Buscando el Desaparecido
por Matias Maxx (matias@cucaracha.com.br)

"Eu tenho uma vantajem, se me sacan la gorra ninguem me reconhece."

Manu Chao é um cara com muitas raízes e gostos musicais, mas se lhe perguntarem sobre world music ele responde que isso é apenas mais um rótulo, "os artistas são africanos mas as gravadoras são inglesas ou norte americanas (...) AC/DC é World Music, é música da Austrália"...

Hoje perguntei pra Manu se em suas viagens ele encontra muitos artistas com influência do Mano Negra graças às suas turnês. Ele me disse que sim, mas que na verdade o Mano Negra não influenciou essas obras, ela apenas serviu para despertar essas pessoas.
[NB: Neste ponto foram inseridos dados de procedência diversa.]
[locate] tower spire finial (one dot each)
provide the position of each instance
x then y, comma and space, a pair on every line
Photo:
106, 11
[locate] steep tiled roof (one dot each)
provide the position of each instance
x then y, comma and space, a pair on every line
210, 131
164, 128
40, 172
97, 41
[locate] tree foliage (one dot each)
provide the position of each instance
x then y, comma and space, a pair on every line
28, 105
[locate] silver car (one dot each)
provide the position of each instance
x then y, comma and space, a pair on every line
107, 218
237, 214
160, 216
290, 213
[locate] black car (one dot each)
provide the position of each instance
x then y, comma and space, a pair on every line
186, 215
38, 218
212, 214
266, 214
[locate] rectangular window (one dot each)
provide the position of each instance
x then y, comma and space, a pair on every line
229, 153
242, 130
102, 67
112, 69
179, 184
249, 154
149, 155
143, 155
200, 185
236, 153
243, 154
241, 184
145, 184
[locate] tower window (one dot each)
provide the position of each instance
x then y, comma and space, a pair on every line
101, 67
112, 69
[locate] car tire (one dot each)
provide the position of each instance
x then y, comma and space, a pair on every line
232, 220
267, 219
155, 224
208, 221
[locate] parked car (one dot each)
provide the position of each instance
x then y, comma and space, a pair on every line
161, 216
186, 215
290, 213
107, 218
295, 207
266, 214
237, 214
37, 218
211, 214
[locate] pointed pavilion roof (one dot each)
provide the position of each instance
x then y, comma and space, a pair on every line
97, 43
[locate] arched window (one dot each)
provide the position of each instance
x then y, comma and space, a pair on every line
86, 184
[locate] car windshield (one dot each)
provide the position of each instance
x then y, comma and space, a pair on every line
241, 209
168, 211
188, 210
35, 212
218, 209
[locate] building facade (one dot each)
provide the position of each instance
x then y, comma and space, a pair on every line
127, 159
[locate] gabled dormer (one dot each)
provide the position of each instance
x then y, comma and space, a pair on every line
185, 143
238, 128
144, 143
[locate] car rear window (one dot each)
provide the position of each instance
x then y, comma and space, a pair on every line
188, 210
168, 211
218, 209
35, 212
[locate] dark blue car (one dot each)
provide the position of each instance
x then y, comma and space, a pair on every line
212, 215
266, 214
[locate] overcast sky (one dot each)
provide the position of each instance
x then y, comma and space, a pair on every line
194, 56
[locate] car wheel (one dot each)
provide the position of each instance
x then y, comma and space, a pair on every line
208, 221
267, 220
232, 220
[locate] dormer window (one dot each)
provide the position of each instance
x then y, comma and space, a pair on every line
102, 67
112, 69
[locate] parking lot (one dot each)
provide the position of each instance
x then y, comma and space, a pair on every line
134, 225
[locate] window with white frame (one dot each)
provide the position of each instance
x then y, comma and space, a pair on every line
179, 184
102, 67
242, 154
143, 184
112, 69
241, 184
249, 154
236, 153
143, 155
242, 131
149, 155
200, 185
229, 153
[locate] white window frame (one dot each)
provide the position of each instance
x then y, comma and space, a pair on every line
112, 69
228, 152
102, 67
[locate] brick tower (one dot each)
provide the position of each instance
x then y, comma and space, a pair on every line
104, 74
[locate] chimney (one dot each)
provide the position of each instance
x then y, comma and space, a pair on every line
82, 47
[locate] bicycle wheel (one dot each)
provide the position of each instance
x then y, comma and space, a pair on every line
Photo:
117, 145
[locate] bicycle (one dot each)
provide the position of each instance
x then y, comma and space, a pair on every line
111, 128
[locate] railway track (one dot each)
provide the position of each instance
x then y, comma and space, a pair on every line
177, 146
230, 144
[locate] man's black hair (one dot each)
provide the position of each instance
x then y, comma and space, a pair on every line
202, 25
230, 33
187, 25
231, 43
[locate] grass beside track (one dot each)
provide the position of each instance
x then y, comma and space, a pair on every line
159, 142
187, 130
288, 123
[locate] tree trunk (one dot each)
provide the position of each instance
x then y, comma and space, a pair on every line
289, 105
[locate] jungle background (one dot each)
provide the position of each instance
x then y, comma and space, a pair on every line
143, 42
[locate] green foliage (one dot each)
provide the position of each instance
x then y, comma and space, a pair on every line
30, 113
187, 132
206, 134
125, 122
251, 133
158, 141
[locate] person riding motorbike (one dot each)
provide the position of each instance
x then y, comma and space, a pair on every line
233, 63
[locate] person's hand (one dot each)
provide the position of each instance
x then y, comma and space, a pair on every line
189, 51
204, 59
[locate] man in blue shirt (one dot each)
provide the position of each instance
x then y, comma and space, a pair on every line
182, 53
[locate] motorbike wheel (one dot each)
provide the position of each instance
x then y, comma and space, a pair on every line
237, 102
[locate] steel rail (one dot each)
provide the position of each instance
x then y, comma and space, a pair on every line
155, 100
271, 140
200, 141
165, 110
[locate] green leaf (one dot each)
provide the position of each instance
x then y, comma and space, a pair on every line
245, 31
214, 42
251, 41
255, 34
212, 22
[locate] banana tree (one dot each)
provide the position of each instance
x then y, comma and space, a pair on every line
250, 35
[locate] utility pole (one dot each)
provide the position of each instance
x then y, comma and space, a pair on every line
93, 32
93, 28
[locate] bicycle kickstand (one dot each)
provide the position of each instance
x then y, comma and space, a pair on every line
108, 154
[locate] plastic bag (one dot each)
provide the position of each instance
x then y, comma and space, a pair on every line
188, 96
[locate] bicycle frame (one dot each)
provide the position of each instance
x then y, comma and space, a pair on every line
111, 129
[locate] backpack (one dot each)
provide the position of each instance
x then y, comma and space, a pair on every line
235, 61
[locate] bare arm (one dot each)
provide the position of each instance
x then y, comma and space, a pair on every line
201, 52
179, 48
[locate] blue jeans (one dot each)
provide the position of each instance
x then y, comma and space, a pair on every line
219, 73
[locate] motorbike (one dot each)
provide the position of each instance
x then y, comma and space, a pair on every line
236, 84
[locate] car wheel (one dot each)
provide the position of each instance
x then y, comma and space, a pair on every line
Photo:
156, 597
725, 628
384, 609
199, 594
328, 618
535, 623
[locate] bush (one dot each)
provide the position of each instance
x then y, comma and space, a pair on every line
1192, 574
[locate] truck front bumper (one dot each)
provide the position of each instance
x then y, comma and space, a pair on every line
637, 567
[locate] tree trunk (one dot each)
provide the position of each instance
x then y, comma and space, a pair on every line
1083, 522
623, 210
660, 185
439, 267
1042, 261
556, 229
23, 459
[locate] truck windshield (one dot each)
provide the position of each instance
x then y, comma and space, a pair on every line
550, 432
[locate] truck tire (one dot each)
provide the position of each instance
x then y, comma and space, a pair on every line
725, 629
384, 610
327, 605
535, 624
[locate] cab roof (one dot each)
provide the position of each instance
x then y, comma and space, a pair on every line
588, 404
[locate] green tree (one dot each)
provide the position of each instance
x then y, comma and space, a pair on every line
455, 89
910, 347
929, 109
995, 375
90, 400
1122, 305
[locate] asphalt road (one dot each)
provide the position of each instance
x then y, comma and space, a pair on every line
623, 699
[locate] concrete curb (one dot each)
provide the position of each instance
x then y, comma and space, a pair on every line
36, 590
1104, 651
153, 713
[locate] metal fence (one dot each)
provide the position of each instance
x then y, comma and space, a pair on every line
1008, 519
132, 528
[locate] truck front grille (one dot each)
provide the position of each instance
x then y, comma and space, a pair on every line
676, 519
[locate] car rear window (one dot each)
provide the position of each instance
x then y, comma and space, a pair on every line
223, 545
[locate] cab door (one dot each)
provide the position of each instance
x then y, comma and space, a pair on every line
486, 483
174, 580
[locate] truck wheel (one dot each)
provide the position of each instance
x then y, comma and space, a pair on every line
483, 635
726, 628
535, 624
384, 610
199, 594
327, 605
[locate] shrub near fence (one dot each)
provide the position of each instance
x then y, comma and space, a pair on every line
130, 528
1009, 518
É que eu conheço muita gente assim, e seja no Rio de Janeiro, seja no México, as turnês do Mano Negra sempre me foram descritas como meteóricas e arrasadoras.

Em seu disco solo o Muro de Tijuana, o terror exôdo rural, a calmaria de Santa Tereza, o racismo na Europa e a preucupação com a questão ambiental são custurados em suas aventuras e histórias de amor, ora apaixonadas ora amargurantes. O Global e o pessoal. Samplers, citações, repetições e neologisomos ("Malegría, la tristeza que se combate con la sonrisa")... Ouvir esses temas hipnóticos e ecoantes inúmeras vezes desde 1998 despertou uma gigante identificação de maneira que em Maio deste ano ao senti-me obrigado a comparecer a primeira turnê de "Clandestino" pela América Latina (na qual o brasil ficou de fora).

Essa turnê pelo "continente perdido" encerrava-se num sábado na pequena cidade de Rosário, a duas horas de Buenos Aires. Parte de minha família veio da Argentina, já tinha ido lá umas vezes, aprendi espanhol com meu avô, logo saco toda a manha da malandragem de velha guarda de lá, não ia ser uma viagem difícil. E não foi.

Clandestino é sobre isso, é sobre estar viajando e sempre ser local. O mundo está cada vez menor e mais louco, ganha quem souber driblar-se melhor. Consultei a Internet e descobri que os ingressos estavam esgotados. Entrei em contato com a Virgin Recs e não aidantou muito (os caras tavam enrolados na época... sei lá), entei em contato com a gravadora gringa e nada... Na semana do show tomei um porre na "Maldita" e resolvi ir assim mesmo. Seis horas de avião, quatro no ar e dois mofando em escalas e finalmente... Rosário... uma Buenos Aires em minatura que vista de cima parece uma batalha naval.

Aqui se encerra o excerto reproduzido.